In another application, perceptors may be each trained to detect and to tag occurrences of different events on the same data stream. The results in the derivative streams may be processed by another perceptor to discover hidden correlations or relationships in the different events. Such information may be used by another perceptor to predict future occurrences and to appropriately send alerts when the predicted event occurs. Clearly, such an application, and other similar applications, would have great value in commercial and other contexts. In this manner, the derivative streams that can be created by tagging events on a raw data stream would greatly enhance the utility or other values of the raw data stream.
Servers, such as stream server 103, web server 104, and data collection server 107, allow the connectivities or the configurations of the elements in system 100 to be dynamically varied.

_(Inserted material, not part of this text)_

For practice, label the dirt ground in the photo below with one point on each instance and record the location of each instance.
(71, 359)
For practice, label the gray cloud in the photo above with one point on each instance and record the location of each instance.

For example, any of applications 106 may connect dynamically to any of perceptors 102 through a request to server 107. Similarly, any of applications 106 may reconfigure any of perceptors 102-1, 102-2, . . . , 102-m for association with any of data sources 101, through a request to stream server 103. Similarly, any of users 105 may effectuate changes in the connectivities or configurations of applications 106, perceptors 102 and real time data sources 101 through applications that cause requests to be made to web server 104, stream server 103 and data collection server 107. In one embodiment the applications may communicate with a perceptor using an application program interface (API).
In one embodiment, a service provider provides an application that allows a user (e.g., one of users 105) to select one or more pre-configured perceptors to operate on one of real time data streams, also selectable by the user using the application. The user also selects one or more applications to process the output data streams of the selected perceptors. The applications may be pre-configured or may be configured by the user using available scripting or programming techniques. In this manner, a user may harvest the significant value in the real time data streams in a convenient way.
The above detailed description is provided to illustrate specific embodiments of the present invention and is not intended to be limiting. Numerous variations and modifications within the scope of the present invention are possible. The present invention is set forth in the accompanying claims.